Still life of roses, arum lilies, a peony, lilac, hollyhocks and other flowers in an urn, with a blue tit, a canary and a Meadow Brown butterfly (Maniola jurtina) and fruit on a marble ledge
Estimate
20,000 - 30,000 GBP
Lot Details
Description
Franz Xaver Petter
Vienna 1791–1866
Still life of roses, arum lilies, a peony, lilac, hollyhocks and other flowers in an urn, with a blue tit, a canary and a Meadow Brown butterfly (Maniola jurtina) and fruit on a marble ledge
signed and dated lower right: Petter 1836
oil on canvas
unframed: 95.3 x 71 cm.; 37½ x 28 in.
framed: 130 x 105 cm.; 51⅛ x 41⅜ in.
Private collection, Austria, acquired in the 1920s;
Thence by descent in a private collection, UK.
This painting is a tour de force of flower painting, an ode to Petter’s mastery of the genre and of his botanical frame of reference. Flowers from every season and of far-flung provenance vye for attention. There are arum lilies, native to Africa; auriculas, originally from the mountain ranges of central Europe; Christmas cactus (Schlumbergera) from Brazil, as well as familiar flowers like pansies, lilac and hollyhocks. A tropical orchid nestles beside the poppy at top right. On the left, a marigold peeps behind the spray of lilac, its orange colour a vivid contrast to the lilac flowers and glossy green leaves. Some species are barely glimpsed in the complex composition. Since these flowers bloom at different times of the year, the bouquet seen here is in fact a capriccio. Petter must have composed it from drawings or watercolours he made from life, from the study of published botanical drawings, or both.
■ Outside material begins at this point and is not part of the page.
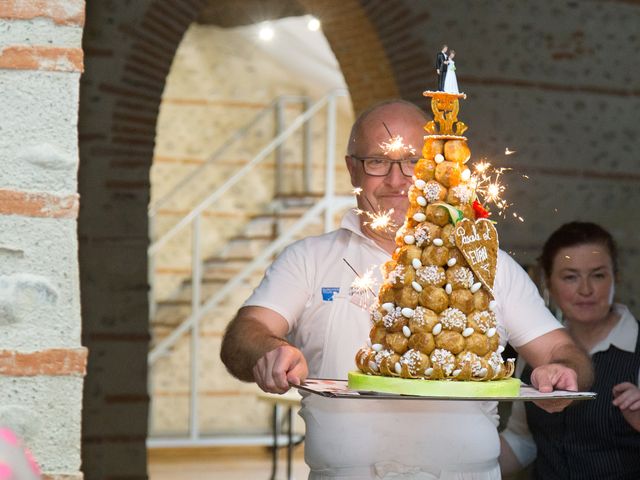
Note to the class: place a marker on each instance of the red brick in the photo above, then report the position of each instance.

Flower painting had enjoyed a long tradition in Vienna even in the nineteenth century, owing to its world famous Porcelain Manufactory, which employed skilled porcelain painters to decorate its wares with flower still lifes. In 1812, however, in response to the increased taste for flower easel paintings in the Biedermeier period, the Vienna Academy established a school of flower painting in parallel with the Manufactory’s existing drawing school. The two schools operated collaboratively and advocated similar teaching methods, including the study of newly published illustrated botanical books on flora such as Robert John Thornton’s seminal and widely available Temple of Flora published in London between 1799 and 1804, and the drawings of the famous botanist and director of the botanical gardens of the University of Vienna, Nikolaus von Jacquin (1727–1817). Petter, born in 1791, would have been among the first intake of students to the newly founded Academy faculty under the tuition of Johann Baptist Drechsler, and in 1814 was appointed the faculty’s Korrektor (teaching assistant). He rose to become one of the most successful and sought-after flower painters of his day.